Oggi potremmo essere, ancora una volta, ad una svolta epocale. In questo caso, ad essere in ballo ci sono le licenze sui film e sui contenuti audiovideo in genere. Gli studios americani e le pay Tv europee sono finite, infatti, nel mirino dell’Antitrust comunitario. Ad annunciarlo è stato lo stesso commissario responsabile Joacquin Almunia, che ha fatto esplicito riferimento proprio alla sentenza Premier League/Murphy.
Ad essere sotto la lente d’ingrandimento, sono gli accordi di licensing tra i grandi studios (Twentieth Century Fox, Warner Bros., Sony Pictures, Nbc Universal, Paramount Pictures) e i maggiori broadcaster a pagamento del Vecchio Continente: BSkyB in Gran Bretagna, Canal Plus in Francia, Sky in Italia, Sky Deutschland e Dts (operante con il marchio Canal Plus) in Spagna. La Commissione vuole accertare se le intese sottoscritte tra le major e le piattaforme pay Tv impediscano alle emittenti Ue di fornire i loro servizi fuori dai confini nazionali, rifiutando potenziali sottoscrittori provenienti da altri Stati membri o bloccando l’accesso al servizio prepagato, una volta oltre frontiera.
Se, ad esempio, si sottoscrive un servizio pay Tv in Germania e si va in vacanza in Italia non si riescono a visualizzare i contenuti prepagati sul proprio tablet o sul computer portatile. I film sono concessi, infatti, dagli studios americani ai broadcaster europei per la diffusione via satellite o in streaming via Internet su base esclusiva e territoriale, con licenza, cioè, relativa una sola emittente in ciascuno Stato membro (o, al massimo, un piccolo gruppo di Paesi-membro dove si parla stessa lingua).

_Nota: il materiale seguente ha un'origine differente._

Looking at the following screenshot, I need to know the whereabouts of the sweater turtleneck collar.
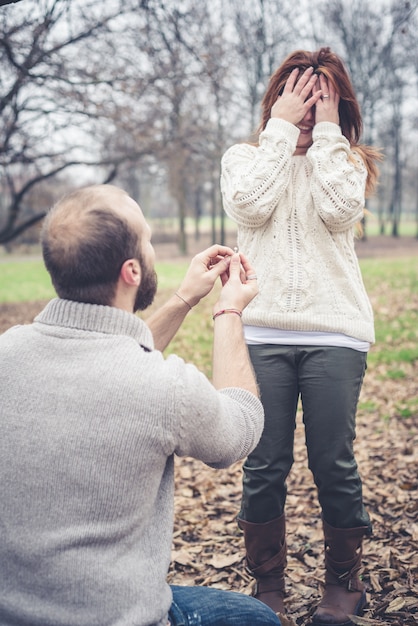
[34,298,154,351]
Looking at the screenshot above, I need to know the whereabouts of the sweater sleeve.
[221,118,299,228]
[306,122,367,232]
[170,363,264,468]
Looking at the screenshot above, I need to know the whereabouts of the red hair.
[258,48,381,195]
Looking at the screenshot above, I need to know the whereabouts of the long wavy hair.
[258,47,381,195]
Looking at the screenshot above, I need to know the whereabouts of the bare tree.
[0,0,153,243]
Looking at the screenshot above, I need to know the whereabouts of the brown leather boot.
[312,521,368,626]
[238,514,287,615]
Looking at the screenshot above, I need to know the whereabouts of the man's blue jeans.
[169,585,281,626]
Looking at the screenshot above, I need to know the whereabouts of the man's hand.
[177,244,234,307]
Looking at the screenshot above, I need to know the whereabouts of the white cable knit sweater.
[221,118,374,343]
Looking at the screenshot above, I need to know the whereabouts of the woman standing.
[221,48,379,626]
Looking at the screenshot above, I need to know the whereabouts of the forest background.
[0,0,418,253]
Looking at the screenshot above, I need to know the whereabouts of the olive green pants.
[239,344,371,529]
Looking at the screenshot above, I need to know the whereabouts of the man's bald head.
[41,185,146,305]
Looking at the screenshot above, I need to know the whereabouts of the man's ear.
[120,259,141,287]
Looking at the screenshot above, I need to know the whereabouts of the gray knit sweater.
[0,299,263,626]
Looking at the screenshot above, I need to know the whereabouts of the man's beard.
[134,259,158,312]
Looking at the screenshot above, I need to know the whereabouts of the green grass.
[0,259,188,305]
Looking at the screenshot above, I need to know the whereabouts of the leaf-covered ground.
[0,235,418,626]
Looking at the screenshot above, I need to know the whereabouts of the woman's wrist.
[212,309,242,320]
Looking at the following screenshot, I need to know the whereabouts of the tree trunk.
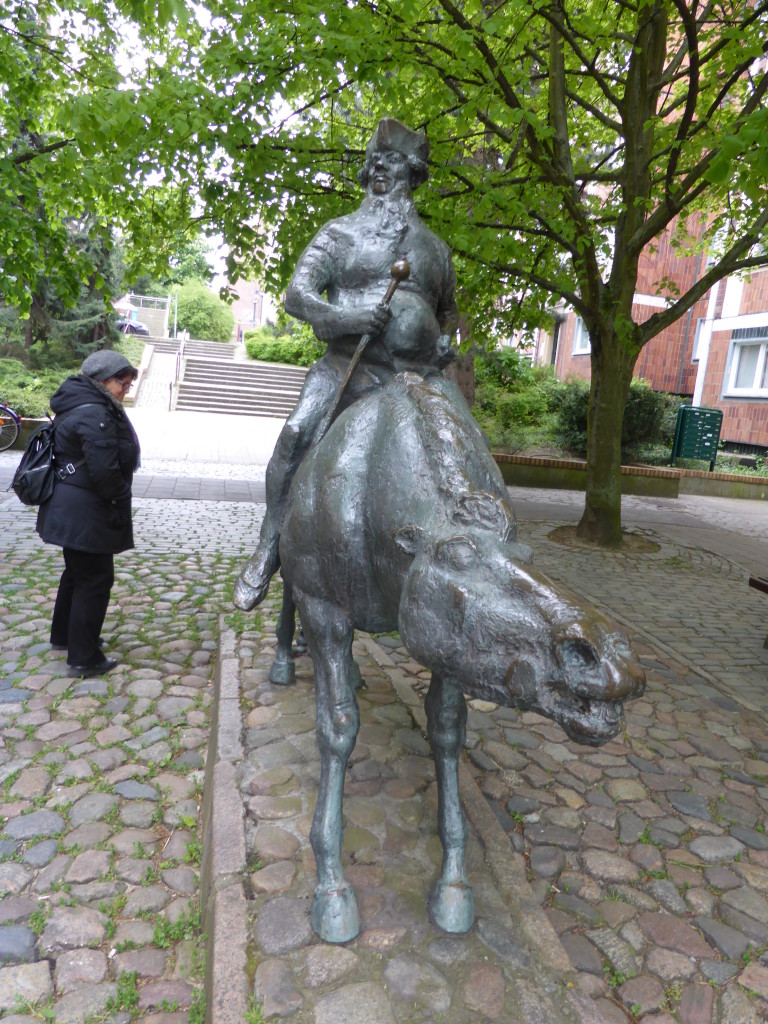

Una “tutela territoriale assoluta” che da qui a qualche anno potrebbe essere superata, permettendo ad ogni cittadino Ue, non solo di vedere i contenuti in mobilità ovunque ci si trovi, ma anche di concludere un contratto con una pay Tv di qualsivoglia altro Stato membro per guardare dal proprio divano di casa film o altri contenuti audiovisivi. “Non vogliamo – ha detto Almunia – chiedere di contrattare una licenza unica per tutti gli Stati, né mettere in discussione il sistema di cessione delle licenze attualmente in atto. Ma vogliamo risolvere il problema dei cittadini europei che si abbonano ad una pay Tv in uno Stato e se si spostano in un altro Stato non possono accedere ai contenuti per cui pagano l’abbonamento”.
A parere della Commissione, le intese oggetto dell’indagine eliminerebbero la concorrenza, frammenterebbero il mercato sulla base dei soli confini territoriali, violando le norme in materia di abuso di posizione dominante che vietano accordi anti-competitivi (Articolo 101 del Trattato Ue).
L’apertura dell’inchiesta non pregiudica certo l’esito in un senso o in un altro, significa soltanto che le istituzioni europee vogliono vederci chiaro in maniera prioritaria. Il concetto di Tv lineare è cambiato, le pay Tv sono un ricco, enorme mercato e le politiche sui contenuti sono sempre più delicate e importanti. I ricavi televisivi in Europea, dal 2001 al 2012, sono cresciuti del 44% con una media europea annua del 3,4% e le pay Tv rappresentano il driver di tutto il panorama commerciale televisivo con il 45 % delle risorse complessive contro il 33 % di quelle provenienti dalla pubblicità, come evidenzia l’undicesimo rapporto annuale Tumining Ditigal di ItMedia Consulting.
E pensare che tutto è nato da una sorsata di birra con gli amici.